According to Bailey, this is “what the Financial Stability Board work program is focused on, and why it is so important. It is also crucial that individual countries take forward and implement these reforms. While the solutions are global, delivering them will necessarily be local.”
He concluded:
“Finally, there is an important point to pull out of a number of these issues. A common outcome of a shift in the balance from inside to outside money (either through CBDC or banks holding larger reserves at the central bank) or increasing the broader liquidity buffers of banks and non-banks could be to create a constraint on lending and investment in the real economy. For the UK economy this would go against the need to finance investment to support stronger potential growth, from its current weak level.”

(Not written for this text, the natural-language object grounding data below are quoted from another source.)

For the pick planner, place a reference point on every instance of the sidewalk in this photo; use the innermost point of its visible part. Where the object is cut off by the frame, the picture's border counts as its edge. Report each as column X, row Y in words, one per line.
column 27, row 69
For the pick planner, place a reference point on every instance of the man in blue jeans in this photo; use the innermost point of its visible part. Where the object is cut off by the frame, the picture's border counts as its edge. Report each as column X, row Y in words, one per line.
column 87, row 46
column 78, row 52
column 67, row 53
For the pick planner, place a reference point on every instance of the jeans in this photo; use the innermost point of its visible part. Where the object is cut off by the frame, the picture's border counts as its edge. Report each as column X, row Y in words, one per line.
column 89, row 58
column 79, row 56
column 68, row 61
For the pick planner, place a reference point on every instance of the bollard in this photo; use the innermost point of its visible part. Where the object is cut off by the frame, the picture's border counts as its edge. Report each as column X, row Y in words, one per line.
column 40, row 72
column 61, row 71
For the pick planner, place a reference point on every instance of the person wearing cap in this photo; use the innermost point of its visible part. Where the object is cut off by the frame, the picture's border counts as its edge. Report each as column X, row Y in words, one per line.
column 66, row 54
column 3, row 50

He believes that this constraint “would not appear if the counterfactual was an unstable financial system because solving that instability would have to be the priority.”
He added that “in a more stable world public policy must still determine the best use of tools – for instance, advocating ever tougher stress tests and larger liquidity buffers in an attempt to cover future Black Swans is not obviously preferable to having tools by which central banks can make temporary and targeted interventions, as we did last October.”
This underlines his earlier point “that strong institutions of prudential policy (macro and micro) are important to enable these decisions to be made.”